As the focus of the case moved from the lawyers to the jurors, a shift could be detected among the courtroom artists. A mother and daughter team, in similar outfits of shiny black pants, metallic sweaters and red neckerchiefs, furiously sketched the scene ahead of a verdict.

The panel selected as its foreman a 56-year-old man from the Bronx who said he worked in graphic design at Apple. Joining him in deliberations are a retired bookkeeper and former Israeli Defense Forces volunteer, a customer service representative for the Metropolitan Transportation Authority and several education and school service employees.
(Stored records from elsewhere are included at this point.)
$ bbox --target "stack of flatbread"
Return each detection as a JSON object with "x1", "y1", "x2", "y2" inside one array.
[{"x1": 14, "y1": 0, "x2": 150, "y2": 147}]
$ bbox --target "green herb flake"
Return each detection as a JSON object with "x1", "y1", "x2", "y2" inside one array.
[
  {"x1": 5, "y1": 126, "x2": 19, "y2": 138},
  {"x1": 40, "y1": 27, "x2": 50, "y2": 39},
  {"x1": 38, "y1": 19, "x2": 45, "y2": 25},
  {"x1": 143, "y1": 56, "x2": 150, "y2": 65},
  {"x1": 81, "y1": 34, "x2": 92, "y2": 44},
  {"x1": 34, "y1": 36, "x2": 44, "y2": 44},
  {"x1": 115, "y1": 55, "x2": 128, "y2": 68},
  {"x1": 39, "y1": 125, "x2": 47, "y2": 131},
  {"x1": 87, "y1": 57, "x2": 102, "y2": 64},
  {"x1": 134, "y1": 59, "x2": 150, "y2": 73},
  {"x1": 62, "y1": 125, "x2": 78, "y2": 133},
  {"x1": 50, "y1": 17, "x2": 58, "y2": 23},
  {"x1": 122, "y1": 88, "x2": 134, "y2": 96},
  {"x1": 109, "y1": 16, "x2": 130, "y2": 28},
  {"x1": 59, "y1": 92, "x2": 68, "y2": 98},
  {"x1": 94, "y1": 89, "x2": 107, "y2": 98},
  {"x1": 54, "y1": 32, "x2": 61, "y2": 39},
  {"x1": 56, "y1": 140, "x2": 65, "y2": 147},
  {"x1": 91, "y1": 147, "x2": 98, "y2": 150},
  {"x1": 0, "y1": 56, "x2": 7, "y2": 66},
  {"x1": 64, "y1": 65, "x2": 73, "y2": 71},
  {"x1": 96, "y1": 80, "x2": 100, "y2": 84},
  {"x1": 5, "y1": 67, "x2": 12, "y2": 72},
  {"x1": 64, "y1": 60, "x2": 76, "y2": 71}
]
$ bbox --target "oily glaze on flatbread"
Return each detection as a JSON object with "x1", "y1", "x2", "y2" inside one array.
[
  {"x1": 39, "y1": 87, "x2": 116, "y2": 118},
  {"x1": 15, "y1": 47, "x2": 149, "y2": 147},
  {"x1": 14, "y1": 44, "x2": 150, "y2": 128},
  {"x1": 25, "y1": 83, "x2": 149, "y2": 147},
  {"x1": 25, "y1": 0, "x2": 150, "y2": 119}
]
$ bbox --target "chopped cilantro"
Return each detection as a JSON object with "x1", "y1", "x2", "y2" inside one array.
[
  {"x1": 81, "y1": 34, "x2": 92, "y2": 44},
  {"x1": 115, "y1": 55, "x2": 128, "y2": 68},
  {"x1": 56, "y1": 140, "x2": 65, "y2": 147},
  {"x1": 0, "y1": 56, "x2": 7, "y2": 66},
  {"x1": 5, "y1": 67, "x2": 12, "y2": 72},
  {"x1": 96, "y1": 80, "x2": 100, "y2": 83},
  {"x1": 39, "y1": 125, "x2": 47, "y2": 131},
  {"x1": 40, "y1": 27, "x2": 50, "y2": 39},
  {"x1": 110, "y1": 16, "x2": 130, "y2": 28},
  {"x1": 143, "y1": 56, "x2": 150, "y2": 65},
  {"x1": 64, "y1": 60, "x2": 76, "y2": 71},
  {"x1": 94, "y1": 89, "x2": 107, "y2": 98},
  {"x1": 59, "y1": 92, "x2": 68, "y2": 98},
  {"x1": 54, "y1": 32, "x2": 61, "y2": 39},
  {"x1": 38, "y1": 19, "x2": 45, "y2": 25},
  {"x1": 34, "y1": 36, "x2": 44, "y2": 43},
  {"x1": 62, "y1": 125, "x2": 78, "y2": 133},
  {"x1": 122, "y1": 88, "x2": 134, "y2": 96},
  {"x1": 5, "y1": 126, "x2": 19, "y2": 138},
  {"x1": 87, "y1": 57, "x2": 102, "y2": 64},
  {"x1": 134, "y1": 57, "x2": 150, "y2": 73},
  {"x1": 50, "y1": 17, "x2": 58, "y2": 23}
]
During their deliberations on Monday, jurors asked the judge three questions, including whether they could be excused early because one juror had an appointment that began before 5 p.m., their typical dismissal time. The other questions pertained to exhibits presented by the two sides.

The courtroom scene shifted as those in the room waited for a verdict. Anxious lawyers milled about, hanging around the courtroom in case the jury had questions. Mr. Rajaratnam, for his part, appeared relaxed, sticking close by his defense team. The gaggle of reporters covering the trial killed the time reading The New Yorker or checking fantasy baseball statistics on their smartphones.

Television trucks from the cable news networks sat in front of the courthouse, their cameramen whiling away the day underneath makeshift white tents set up on Worth Street.

Tension in the courtroom spilled into the street briefly on Monday afternoon when Mr. Rajaratnam and his defense team left the courthouse, and a shoving match erupted between a photographer and Mr. Rajaratnam’s driver.